Probability that a random 13-card hand contains at least 3 cards of every suit?

Question

A random 13-card hand is dealt from a standard deck of cards. What is the probability that the hand contains at least 3 cards of every suit? (Introduction to Probability, p.36)

My solution:

• There are $\binom{52}{13}$ possible hands.
• Because there are 13 cards for the hand, to obtain at least three cards of one suit per hand, we need to have exactly three cards of one suit per hand plus one additional card of any suit, thus $\binom{13}{3}^4 * 4 \binom{10}{1}$
• Result: $\frac{40*\binom{13}{3}^4}{\binom{52}{13}} = 0.4214$

However, simulating it in R yields:

deck <- rep(1:4, 13)
out <- replicate(1e5,{
  hand <- sample(deck, size=13, replace=FALSE)
  all(table(hand) >= 3)
})
mean(out)
> 0.14387

Can anybody tell me what is wrong?

EDIT

I'm afraid, the correct code should be.

deck <- rep(1:4, 13)
out <- replicate(1e5,{
  hand <- sample(deck, size=13, replace=FALSE)
  length(table(hand))==4 & all(table(hand) >= 3 )
})
mean(out)
> 0.10639

Answer 1

We count the "favourables," the 4-3-3-3 hands. The suit in which we have $4$ cards can be chosen in $\binom{4}{1}$ ways. For each of these ways, the actual $4$ cards in that suit can be chosen in $\binom{13}{4}$ ways. For each of these ways, the cards in the other three suits can be chosen in $\binom{13}{3}^3$ ways, for a total of $\binom{4}{1}\binom{13}{4}\binom{13}{3}^3$.

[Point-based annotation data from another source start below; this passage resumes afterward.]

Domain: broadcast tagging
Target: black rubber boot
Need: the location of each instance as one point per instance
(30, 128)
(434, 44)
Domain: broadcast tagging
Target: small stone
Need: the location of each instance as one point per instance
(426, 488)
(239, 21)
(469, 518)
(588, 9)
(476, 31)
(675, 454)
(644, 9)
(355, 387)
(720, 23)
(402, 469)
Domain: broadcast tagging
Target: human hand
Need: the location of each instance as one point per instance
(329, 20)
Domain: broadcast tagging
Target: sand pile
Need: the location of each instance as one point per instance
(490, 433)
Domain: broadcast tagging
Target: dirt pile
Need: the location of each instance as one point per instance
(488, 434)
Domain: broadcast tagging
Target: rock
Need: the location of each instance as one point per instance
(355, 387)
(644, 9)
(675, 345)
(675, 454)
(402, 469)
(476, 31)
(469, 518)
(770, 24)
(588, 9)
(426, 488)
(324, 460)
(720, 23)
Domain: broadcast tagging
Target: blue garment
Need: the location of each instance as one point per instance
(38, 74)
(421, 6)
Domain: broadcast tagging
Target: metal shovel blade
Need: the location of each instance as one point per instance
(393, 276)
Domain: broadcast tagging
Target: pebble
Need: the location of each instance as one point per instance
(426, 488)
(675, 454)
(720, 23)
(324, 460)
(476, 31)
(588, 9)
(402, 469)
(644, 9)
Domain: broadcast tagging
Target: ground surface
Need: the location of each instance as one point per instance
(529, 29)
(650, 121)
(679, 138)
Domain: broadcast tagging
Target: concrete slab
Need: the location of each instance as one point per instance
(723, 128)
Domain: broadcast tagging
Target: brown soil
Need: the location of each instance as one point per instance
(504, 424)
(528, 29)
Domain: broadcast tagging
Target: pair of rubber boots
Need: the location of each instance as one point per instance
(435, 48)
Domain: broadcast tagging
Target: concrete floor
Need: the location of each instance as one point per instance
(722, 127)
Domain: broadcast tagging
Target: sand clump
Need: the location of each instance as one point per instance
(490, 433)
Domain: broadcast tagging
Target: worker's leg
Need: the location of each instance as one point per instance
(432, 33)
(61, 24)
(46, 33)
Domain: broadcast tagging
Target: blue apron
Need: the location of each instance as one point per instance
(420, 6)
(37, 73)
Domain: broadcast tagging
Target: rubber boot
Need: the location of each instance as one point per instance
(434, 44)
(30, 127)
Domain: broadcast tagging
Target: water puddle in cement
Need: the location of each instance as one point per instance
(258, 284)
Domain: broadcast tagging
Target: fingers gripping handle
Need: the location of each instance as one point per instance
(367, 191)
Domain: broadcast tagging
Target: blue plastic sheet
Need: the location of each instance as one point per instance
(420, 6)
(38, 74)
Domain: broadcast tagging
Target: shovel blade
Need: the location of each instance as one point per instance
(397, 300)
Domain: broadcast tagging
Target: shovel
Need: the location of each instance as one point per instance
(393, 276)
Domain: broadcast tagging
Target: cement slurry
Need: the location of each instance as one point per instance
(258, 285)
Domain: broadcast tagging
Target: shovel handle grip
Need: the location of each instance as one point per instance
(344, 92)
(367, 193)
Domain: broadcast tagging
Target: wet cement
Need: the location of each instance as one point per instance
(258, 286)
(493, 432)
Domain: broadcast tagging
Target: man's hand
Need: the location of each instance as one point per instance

Remark: Your counting procedure results in multiple counting. Think, for example, of the 4-3-3-3 hand that has the K, Q, J, 10 of hearts, and some specific cards for the rest of the hand. Your calculation views, for example, K, Q, J of hearts, and later 10 of hearts, as different from K, J, 10 of hearts, and then Q of hearts.

Answer 2

Dominik, your answer was off by a factor of 4. This happened because you counted a hand containing J,K,Q,A of spades (for example) 4 times: (JQK)(A), (QKA)(J), (KAJ)(Q), and (JAQ)(K)

Answer 3

I doubt, that it is still interesting for you, but I want to check myself.I think either you or I misunderstand the question. Because it asks to find the probability of the hand contains AT LEAST 3 cards of every suit and you calculated the probability of EXACTLY 3 cards of every suit. From my point of view answer must be:

1. for 0 cards of every suit there is no point to calculate, since nothing happened

2. for 1 cards of every suit (choose from 13-1)^3(choose from 13-remainig 10)(choose from 4-1) and divide all this to (choose from 52-13)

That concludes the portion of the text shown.